Thursday, January 8, 2009

Sheherazde Goldsmith

I wish I were Sheherazade Goldsmith. What a fantastic name. I almost tempted to have a child so I can call it that.

But there's a point to this.

I have recently been participating in a conversation about imperialism and consumerism. And as such it is somewhat ironic that I, without seeing the connection at the time, today purchased a slice of organic life, by the aforementioned wonder woman (who since i have googled seems to be quite well known in some parts of the world, but I had not encountered her before. The purchase is a nasty side effect of me now working on a university campus and therefore having ready access to a bookshop).

This is ironic for two reasons. Firstly this is an obvious Australian-ised version of an overseas book. I can tell because the forward is by another wonder woman, Stephanie Alexander. But the content has been altered for Australian readers (although I suspect the photographs have not).

The second point relates to consumerism. Being a pinko-feminist, consumerism is not something I'm much fond of. And as it's early January, New Year thoughts have been running through my head. So I though I would put some of them down on.....errrrr..... paper.

1. I will get water tanks installed and stop participating on the pressure being put on the River Murray
2. Once I have water I will grow my own vegetables. I'm a crap gardener, but I will try to get better at it
3. I will look into getting a solar hot water service
4. I will eat less meat, and when I do try my best to eat organic, free-range meat
5. I will eat more organic everything, and make a conscious effort to eat more locally produced foods lowering my carbon foot print
6. I will drive my car to work no more than once a month

... and I will report back on it here. So the cyber-gods can punish me for failing to live up to these NYR. I would also like to watch less TV. As such, I'm off now to read my book in bed. Good night to you all.


A Free Man said...

The thing is, Kitty, that you and I would actually agree quite a bit on the plague that is consumerism. I just don't think America is completely at fault. The American chains succeed overseas because their are customers.

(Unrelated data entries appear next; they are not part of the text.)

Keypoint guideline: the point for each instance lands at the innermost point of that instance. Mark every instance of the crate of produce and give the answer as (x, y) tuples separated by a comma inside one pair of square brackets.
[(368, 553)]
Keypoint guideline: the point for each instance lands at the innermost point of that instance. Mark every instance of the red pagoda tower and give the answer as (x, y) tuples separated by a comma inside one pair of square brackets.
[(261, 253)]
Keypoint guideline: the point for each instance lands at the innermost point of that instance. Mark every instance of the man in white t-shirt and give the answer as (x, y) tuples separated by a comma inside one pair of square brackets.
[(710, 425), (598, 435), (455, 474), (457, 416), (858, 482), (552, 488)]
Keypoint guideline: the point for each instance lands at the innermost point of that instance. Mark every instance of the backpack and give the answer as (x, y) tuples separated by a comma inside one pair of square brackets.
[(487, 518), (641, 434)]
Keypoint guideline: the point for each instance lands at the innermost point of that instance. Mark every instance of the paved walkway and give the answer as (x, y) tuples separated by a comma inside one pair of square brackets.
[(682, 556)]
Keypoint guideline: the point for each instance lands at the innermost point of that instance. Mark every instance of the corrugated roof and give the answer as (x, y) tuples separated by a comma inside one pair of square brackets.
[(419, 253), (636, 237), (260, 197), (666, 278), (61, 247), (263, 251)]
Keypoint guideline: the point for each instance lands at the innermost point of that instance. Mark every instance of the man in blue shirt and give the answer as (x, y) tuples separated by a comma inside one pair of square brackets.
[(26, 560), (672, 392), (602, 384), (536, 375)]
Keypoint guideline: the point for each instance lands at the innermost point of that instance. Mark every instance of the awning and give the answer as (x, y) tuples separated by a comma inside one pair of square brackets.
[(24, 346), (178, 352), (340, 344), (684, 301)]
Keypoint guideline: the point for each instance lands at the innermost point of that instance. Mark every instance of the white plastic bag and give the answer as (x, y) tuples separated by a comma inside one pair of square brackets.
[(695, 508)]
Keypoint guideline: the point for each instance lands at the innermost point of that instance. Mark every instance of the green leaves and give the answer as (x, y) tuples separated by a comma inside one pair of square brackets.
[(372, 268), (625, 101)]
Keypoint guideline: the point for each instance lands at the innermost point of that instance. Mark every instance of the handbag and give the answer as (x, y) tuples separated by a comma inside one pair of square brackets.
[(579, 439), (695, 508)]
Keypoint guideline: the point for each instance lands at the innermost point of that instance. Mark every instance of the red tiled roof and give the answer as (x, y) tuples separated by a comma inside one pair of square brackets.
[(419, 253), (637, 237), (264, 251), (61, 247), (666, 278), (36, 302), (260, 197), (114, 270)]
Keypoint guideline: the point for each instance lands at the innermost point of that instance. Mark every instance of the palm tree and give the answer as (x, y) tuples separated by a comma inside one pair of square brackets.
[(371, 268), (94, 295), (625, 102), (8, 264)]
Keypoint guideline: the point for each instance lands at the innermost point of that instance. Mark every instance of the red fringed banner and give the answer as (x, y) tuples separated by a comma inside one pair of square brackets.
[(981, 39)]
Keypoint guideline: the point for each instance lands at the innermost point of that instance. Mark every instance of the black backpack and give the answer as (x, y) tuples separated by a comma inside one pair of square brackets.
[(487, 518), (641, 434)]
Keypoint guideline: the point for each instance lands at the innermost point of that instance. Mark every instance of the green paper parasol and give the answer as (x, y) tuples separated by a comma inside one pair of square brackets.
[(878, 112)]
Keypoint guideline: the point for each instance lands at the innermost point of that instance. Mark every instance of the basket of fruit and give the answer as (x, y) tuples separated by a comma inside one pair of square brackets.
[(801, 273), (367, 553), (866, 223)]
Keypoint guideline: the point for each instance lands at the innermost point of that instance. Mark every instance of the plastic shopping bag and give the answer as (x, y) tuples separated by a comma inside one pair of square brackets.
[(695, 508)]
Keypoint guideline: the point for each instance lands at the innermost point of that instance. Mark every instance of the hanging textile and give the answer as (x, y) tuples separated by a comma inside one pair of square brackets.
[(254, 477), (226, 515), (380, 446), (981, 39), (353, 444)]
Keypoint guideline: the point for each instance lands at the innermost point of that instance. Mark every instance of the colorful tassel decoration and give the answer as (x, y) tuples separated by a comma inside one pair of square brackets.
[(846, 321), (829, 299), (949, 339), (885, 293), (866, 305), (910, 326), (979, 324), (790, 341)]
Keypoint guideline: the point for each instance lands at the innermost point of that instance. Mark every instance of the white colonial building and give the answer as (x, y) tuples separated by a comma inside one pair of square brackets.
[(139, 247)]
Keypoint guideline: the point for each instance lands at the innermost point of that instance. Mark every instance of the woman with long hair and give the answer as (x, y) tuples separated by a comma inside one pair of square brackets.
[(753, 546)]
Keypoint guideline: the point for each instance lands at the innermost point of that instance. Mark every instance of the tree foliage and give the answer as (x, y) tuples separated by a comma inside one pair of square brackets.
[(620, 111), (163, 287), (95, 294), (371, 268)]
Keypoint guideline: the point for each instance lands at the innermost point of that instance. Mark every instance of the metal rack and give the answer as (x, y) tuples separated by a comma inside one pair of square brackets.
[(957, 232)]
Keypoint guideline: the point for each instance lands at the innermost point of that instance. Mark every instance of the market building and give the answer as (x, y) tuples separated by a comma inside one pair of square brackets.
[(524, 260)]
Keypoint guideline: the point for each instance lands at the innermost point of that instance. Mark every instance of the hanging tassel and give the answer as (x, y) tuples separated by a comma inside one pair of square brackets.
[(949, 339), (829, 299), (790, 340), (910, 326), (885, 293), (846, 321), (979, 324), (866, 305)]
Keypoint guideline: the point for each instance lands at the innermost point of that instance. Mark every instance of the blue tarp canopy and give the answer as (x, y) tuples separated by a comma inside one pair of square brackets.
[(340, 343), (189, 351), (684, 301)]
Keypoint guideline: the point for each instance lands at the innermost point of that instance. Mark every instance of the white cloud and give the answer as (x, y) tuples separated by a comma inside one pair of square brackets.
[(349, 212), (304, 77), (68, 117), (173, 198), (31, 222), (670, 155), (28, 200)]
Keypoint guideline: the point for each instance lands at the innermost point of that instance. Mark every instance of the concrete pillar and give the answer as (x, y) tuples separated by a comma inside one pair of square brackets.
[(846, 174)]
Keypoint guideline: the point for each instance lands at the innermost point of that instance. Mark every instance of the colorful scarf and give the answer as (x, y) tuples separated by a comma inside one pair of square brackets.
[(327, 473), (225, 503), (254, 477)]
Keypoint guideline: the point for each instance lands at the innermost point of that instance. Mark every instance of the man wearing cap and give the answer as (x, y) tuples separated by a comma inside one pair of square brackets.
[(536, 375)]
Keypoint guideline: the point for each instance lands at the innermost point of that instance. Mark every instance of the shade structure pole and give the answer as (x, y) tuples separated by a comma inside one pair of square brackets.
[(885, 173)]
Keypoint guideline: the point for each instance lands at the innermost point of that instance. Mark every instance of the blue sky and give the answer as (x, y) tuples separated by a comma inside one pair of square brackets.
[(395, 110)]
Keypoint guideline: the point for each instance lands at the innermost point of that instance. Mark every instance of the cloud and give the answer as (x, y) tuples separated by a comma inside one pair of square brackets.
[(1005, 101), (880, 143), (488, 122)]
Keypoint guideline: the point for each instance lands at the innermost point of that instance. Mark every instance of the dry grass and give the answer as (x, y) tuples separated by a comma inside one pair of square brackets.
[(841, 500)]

That being said, I love your six 'resolutions'?. I try to do my part as well. I ride the bus to work. Ride my bike to the park and ride. I buy local wherever possible. We've started using semi-biodegradable nappies. Really should use cloth, but Christ there's only so much time in a day.

Looking forward to your guest post!

Kitty said...

I don't think any one could say that America is at fault. I do, however, think that the number of chains that are pusing a particular type of consumerism have a disproportinatly high number of american ones among them, along with the swiss, the german, the french, the australian etc. And yes, those who buy from the chains (and who doesn't) are all to blame as well. Thier marketing is so ruthless. I also get the feeling from them that they're pushing an American lifestyle as being superior to others - maybe this is me being extra sensitive. In no way do I see this as being the doing of the average American on the street, anymore than your standard Berlin could be blamed for WWII. The system seems from the outside to be so profit driven - retail, health, education, the lot. We all buy into it, so we're all funding it, so we're all to blame. Each time you buy a coke an iraqi baby dies etc etc

Kitty said...

I also have a good, good friend who is more environmental concious that anyone I've ever known. She buys a fully compostable disposable nappy, which they do put in their compost bin. She's done the research and they use less water to make and transport than cloth. I think she gets them from somewhere in Grange.